Eine sinnvolle Förderung kommt allen Kindern zu Gute, nicht nur denen aus den von Armut betroffenen Familien. Denn sie spielt den Ausbau und die Verbesserung von Infrastruktur, also beispielsweise von Schulen, Kitas, Sportvereinen und Bibliotheken, und eine den Bedürfnissen entsprechende Existenz sichernde Grundsicherung nicht gegeneinander aus. Die Infrastruktur ist notwendig, damit Kinder nicht nach Sozialstatus sortiert, sondern gemeinsam bestmöglich gefördert werden und Eltern Familie und Beruf mit einander in Einklang bringen können. Soziale Sicherungssysteme dürfen auf der anderen Seite nicht zur vollständigen Isolation der Betroffen führen.

Sie sind in der vergangenen Woche zur Leiterin des Arbeitskreises „Arbeit und soziale Sicherung“ der Fraktion gewählt worden. Welche Schwerpunkte werden Sie setzen?
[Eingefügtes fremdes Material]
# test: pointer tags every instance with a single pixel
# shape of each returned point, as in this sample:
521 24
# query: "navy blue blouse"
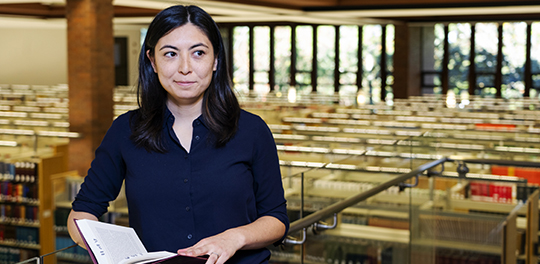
177 198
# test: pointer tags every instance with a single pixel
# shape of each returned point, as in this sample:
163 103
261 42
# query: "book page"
148 258
110 243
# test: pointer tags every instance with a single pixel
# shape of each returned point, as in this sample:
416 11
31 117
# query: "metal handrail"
327 212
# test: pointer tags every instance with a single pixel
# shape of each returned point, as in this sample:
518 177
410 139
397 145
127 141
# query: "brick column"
407 63
90 76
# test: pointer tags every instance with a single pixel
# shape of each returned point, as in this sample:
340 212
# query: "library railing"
341 213
426 215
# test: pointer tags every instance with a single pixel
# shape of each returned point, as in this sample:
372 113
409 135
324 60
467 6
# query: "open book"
113 244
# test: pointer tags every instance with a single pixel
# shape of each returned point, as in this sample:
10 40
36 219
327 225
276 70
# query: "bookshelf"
26 225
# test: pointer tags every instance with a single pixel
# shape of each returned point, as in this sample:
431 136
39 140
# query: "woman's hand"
221 247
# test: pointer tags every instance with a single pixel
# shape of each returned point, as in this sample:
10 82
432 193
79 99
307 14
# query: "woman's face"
184 62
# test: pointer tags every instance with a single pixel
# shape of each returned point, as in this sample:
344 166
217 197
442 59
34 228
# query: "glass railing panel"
373 229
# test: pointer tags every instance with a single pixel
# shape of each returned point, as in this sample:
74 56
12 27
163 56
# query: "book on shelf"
113 244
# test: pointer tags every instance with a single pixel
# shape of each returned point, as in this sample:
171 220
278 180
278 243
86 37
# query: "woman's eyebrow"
198 45
169 46
192 47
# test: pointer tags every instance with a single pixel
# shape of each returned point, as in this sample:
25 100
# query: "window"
241 59
261 58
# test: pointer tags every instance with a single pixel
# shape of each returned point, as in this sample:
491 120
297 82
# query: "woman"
201 175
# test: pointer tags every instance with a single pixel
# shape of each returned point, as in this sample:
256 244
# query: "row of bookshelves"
18 171
27 236
10 255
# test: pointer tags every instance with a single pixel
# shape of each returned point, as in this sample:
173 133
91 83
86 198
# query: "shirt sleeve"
268 184
104 180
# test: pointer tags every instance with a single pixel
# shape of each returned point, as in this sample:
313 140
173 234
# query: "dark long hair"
220 108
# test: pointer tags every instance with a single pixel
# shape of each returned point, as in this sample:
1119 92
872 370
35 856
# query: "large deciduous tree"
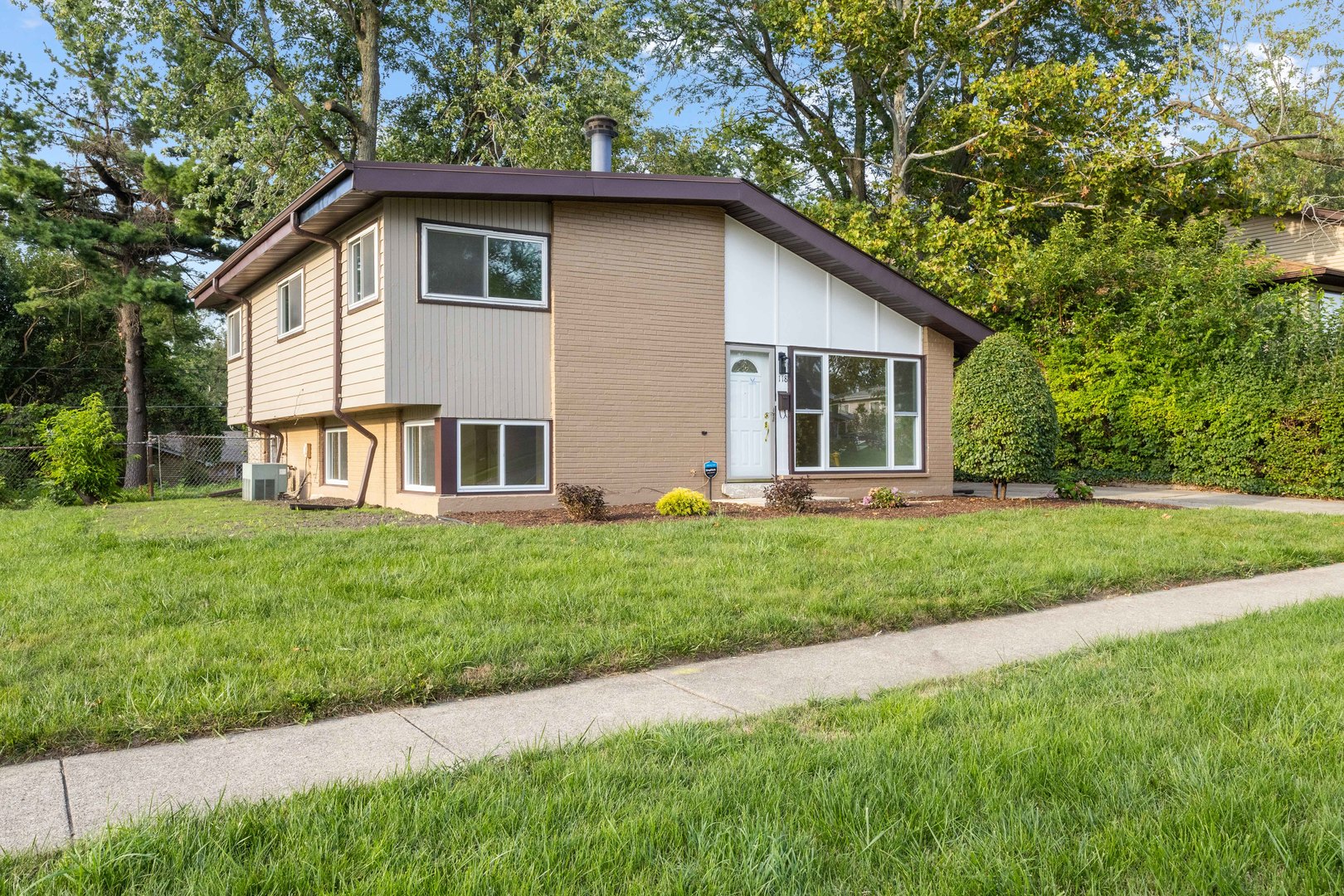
108 204
1265 82
509 84
928 100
Ich möchte genau hier anknüpfen: Aus meiner Arbeit in der Kinder- und Jugendpolitik bringe ich das Wissen darum mit, wie sehr sich die Verschlechterung der sozialen Verhältnisse auf eine der schwächsten Gruppen auswirkt - die Kinder. Das übertrage ich in alle Bereiche - die Arbeitsmarktpolitik, die Diskussion um einen neuen sozialen Generationenvertrag, in die Beschäftigungspolitik genauso wie in die Frage der Grundsicherungsmodelle oder der Rente. Genau darum möchte ich mit meiner Arbeit eine Lobby für die schaffen, die es aktuell trifft, vor allem aber für die, die es immer trifft - die Kinder.